A blog in the New York Times led me to Michael Mandel’s cover story, “The Failed Promise of Innovation in the U.S.” in Business Week. In it, he asks whether the growth in innovation—and resulting growth in US productivity—was merely an illusion. Specifically, he asks:
“But what if the conventional wisdom is wrong? What if outside of a few high-profile areas, the past decade has seen far too few commercial innovations that can transform lives and move the economy forward? What if, rather than being an era of rapid innovation, this has been an era of innovation interrupted? And if that's true, is there any reason to expect the next decade to be any better?”

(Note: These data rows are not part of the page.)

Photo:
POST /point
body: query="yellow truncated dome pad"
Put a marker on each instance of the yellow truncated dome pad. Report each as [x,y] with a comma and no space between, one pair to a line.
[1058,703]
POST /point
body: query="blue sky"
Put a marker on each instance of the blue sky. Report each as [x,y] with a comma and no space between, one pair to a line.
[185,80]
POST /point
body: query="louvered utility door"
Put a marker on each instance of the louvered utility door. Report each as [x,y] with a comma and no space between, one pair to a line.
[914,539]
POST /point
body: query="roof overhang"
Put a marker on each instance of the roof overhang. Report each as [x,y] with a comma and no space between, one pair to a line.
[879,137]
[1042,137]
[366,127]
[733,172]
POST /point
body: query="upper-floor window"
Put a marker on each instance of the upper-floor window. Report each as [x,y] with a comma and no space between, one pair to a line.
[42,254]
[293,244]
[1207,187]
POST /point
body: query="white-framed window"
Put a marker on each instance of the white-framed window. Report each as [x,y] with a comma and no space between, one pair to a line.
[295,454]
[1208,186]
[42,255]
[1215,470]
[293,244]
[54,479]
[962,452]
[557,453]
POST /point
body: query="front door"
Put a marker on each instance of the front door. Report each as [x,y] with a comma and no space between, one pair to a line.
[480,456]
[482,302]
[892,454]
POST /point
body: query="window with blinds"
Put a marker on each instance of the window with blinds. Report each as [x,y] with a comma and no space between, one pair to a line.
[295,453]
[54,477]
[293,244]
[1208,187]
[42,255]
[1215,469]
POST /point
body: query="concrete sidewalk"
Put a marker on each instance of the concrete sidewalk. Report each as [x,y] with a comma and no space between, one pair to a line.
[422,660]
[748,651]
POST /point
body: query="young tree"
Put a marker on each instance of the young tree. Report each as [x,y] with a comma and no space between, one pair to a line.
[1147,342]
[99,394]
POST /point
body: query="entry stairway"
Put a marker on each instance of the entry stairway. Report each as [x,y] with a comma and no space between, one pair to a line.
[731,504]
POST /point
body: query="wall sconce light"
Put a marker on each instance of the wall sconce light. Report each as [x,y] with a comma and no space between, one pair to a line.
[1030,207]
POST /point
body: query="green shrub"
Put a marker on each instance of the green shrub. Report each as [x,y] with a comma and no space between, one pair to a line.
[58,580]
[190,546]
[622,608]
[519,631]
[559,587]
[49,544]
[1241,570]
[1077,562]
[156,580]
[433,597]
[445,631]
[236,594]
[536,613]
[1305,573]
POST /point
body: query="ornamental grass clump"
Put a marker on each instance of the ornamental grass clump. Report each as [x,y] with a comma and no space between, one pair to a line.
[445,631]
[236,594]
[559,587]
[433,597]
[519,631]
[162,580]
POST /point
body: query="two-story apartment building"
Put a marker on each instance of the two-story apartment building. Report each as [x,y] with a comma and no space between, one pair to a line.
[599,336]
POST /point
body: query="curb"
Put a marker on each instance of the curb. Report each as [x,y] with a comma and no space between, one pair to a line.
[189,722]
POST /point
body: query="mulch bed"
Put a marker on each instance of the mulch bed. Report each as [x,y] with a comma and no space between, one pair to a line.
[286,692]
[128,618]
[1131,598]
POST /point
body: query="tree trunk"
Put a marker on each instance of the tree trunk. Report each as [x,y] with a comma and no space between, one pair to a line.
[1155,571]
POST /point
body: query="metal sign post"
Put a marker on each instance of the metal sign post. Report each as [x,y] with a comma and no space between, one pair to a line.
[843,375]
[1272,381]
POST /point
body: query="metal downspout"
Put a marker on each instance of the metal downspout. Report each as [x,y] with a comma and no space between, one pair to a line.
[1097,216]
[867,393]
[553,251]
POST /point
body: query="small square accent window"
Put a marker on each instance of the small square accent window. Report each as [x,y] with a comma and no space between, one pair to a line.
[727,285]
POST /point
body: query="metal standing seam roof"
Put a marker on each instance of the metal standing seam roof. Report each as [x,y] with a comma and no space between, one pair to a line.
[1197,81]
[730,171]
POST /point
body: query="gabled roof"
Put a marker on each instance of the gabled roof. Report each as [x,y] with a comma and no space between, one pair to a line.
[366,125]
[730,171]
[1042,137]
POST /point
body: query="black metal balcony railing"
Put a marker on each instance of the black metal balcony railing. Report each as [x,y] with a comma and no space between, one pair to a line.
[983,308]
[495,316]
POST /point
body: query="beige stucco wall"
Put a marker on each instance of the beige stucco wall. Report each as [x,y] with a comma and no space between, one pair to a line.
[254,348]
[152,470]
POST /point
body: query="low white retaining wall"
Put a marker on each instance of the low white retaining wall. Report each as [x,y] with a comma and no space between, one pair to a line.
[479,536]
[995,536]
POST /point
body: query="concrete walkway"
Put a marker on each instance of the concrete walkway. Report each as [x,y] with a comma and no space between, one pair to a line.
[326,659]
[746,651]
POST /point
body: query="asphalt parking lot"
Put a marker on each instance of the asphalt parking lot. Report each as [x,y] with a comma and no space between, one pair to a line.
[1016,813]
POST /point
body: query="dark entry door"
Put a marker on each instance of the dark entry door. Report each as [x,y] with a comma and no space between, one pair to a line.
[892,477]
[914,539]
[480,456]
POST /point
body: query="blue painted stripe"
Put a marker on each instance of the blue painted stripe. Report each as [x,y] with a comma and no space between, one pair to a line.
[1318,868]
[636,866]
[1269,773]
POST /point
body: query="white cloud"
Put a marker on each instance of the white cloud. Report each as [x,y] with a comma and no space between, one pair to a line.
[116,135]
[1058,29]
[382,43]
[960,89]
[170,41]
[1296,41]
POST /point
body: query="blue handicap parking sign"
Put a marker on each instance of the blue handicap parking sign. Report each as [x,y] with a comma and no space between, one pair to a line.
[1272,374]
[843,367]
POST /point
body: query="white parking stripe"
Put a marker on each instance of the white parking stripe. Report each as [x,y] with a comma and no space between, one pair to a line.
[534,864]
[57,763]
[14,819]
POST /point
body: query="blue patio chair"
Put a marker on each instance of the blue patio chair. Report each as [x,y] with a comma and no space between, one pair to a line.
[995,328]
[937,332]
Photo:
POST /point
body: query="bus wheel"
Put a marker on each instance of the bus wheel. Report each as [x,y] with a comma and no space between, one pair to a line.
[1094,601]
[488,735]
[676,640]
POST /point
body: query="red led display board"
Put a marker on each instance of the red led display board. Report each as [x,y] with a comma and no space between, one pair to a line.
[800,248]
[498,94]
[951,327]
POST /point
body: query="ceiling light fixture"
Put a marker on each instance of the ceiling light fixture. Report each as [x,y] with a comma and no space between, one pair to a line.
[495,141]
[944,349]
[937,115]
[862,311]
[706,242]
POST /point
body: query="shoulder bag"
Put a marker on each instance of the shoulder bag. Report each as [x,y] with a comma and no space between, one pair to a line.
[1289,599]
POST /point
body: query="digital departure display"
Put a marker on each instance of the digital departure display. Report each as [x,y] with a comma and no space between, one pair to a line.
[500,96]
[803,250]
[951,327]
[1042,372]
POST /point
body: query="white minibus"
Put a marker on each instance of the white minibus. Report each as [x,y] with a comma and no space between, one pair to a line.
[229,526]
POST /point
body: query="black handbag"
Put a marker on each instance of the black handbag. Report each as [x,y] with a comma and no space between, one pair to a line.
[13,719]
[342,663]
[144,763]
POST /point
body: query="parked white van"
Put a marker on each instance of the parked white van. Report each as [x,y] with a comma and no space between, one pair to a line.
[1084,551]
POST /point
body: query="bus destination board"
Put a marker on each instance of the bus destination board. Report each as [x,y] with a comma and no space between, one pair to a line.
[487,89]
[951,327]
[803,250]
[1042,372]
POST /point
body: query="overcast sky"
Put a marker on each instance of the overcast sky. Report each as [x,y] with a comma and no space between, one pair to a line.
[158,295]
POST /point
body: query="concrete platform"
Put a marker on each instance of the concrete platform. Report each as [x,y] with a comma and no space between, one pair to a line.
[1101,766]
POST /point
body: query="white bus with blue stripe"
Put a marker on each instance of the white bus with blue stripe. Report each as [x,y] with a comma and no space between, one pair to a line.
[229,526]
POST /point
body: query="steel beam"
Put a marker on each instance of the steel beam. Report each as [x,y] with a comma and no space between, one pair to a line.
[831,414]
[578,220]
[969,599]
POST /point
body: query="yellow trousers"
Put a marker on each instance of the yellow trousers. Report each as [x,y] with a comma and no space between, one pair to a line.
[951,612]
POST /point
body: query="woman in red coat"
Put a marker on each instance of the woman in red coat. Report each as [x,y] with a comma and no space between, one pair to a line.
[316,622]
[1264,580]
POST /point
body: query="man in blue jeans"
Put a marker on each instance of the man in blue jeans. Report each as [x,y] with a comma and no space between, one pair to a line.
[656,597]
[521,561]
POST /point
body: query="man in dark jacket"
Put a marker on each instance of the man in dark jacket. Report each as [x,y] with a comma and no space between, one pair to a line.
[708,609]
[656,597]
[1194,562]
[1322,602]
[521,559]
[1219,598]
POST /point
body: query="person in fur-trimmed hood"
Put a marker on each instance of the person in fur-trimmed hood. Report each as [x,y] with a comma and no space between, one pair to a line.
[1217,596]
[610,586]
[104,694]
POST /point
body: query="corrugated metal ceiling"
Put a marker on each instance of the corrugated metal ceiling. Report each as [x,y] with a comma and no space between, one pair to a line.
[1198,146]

He goes on to explain that much of the innovation and growth experienced in the last decade can be attributed to the bubbles in the financial industry. In a sidebar article, “Growth: Why the Stats Are Misleading,” he explains how calculations of import prices are misleading and, as a result, do not capture the true cost of items.
Mandel offers some long-term hope, explaining that some innovations touted ten years ago are still on the horizon, but implementing them has been more challenging than expected.
As a teacher of human performance technology, I find Mandel’s primary article illustrative of the challenges in measuring performance, and the sidebar a good illustration of ways to break down the numbers so the person reading them can determine the extent to which these numbers can be trusted.